De todas as religiões que temos no Brasil, o Budismo é que tem a linguagem mais difícil de entender, mas todas as religiões tem suas dificuldades de linguagem.

Quando se diz no Budismo que se deve desprender de tudo, não significa se desprender de tudo na verdade, mas somente do ego.

Existem várias coisas boas que não se deve desprender como amor, compaixão, sabedoria, honestidade, humildade, simplicidade, humanidade, ética, caridade e etc. Nada disso é ego.

O que pode ser ego é o orgulho da própria sabedoria, compaixão e etc., mas a compaixão e a sabedoria em si não são orgulho.

Podemos ter orgulho de qualquer coisa, como o por exemplo saber desenhar, mas a habilidade em reproduzir no papel figuras e objetos não é ego em si.

Veja a lógica: O objetivo do Budismo é o trazer a iluminação através do desenvolvimento da compaixão e sabedoria.

O iluminado é um ser desapegado (não totalmente).

O iluminado quase sempre possui sabedoria e compaixão.

Então o desprendimento não é de sabedoria e compaixão.

É importante lutarmos por uma forma mais correta de linguagem do Budismo, pois a linguagem errada pode levar a conflitos internos e sofrimentos.

Imagine uma pessoa achando que teria que se desprender de coisas boas que fazem bem a ela.

Outra linguagem errada é do vazio, o nada.

O Budismo diz que a pessoa tem que se esvaziar.

A condição da iluminação é o vazio.

Mas se a iluminação é amor, compaixão, sabedoria, honestidade, humildade, simplicidade, humanidade, ética, caridade e muito mais, então não é nada, é alguma coisa, e é alguma coisa muito boa.

O vazio é apenas vazio de eu.

Esse vazio no Budismo é o absoluto também, mas na língua portuguesa o vazio é o contrario de absoluto.

Absoluto é tudo, e vazio, é nada.

Então as pessoas acham que a iluminação é deixar de existir, perder tudo, acabar com tudo, gerando diversos conflitos e sofrimentos, achando que um dia vão deixar de existir, ou querem a iluminação, mas não querem deixar de existir, o que seria ruim.

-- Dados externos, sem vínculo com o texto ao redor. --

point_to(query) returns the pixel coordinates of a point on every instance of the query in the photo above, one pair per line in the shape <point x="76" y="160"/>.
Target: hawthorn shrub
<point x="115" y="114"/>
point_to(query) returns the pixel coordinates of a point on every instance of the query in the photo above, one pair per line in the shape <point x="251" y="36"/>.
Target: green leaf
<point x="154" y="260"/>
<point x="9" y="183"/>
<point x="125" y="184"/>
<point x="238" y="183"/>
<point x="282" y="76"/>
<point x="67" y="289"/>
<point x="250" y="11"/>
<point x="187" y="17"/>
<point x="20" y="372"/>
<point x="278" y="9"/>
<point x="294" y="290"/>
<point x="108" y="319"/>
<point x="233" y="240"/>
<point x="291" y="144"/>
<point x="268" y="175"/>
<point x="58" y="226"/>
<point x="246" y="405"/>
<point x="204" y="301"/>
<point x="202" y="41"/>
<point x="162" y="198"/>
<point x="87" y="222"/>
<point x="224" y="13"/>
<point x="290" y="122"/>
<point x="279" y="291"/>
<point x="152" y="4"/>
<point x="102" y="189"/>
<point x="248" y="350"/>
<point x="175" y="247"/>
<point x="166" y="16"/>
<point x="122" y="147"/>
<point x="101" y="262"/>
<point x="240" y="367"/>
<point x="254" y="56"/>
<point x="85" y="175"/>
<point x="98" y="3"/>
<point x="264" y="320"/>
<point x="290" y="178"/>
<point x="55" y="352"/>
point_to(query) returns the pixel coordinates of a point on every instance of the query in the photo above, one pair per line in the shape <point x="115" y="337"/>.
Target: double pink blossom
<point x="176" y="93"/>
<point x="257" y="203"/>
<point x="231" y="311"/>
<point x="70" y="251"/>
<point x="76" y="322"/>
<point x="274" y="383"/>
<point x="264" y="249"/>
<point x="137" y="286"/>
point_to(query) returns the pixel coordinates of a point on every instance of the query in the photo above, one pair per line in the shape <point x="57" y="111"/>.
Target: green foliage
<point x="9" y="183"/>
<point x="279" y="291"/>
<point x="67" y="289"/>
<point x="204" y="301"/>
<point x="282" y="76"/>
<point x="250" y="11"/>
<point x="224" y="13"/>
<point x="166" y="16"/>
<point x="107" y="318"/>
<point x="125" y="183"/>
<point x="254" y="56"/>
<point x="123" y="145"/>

O vazio na iluminação não é o total de si mesmo, apenas que o iluminado é muito voltado para ajudar os outros, servir, então pensa muito em outras pessoas, mas ainda pensa sem si mesmo também.

Se caso o vazio de si mesmo fosse acabar com tudo que existe internamente a pessoa não faria mais nada, pois seria não teria substancia nenhuma.

O nada é nada como entendemos no português, é uma total falta de presença, não poderia ser diferente.

Então os Budas tem muita coisa dentro de si mesmos, um bem enorme, muito felicidade, êxtase, qualidades positivas e isso não é nada, é alguma coisa que existe dentro de si mesmo, então não é vazio.

Porém um Buda tem a percepção que ele faz parte de tudo, e tudo faz parte dele.

Esperamos que você tenha gostado do assunto, se caso quiser ajudar outras pessoas terem o mesmo esclarecimento que vocês pedimos para divulgar esse texto nas redes sociais.

Dessa segunda parte do texto em que falamos do vazio não sabemos se vazio é uma linguagem mal interpretada ou se é um erro, o que é normal nas religiões terem desacertos, porém elas ajudam na vida e autoconhecimento.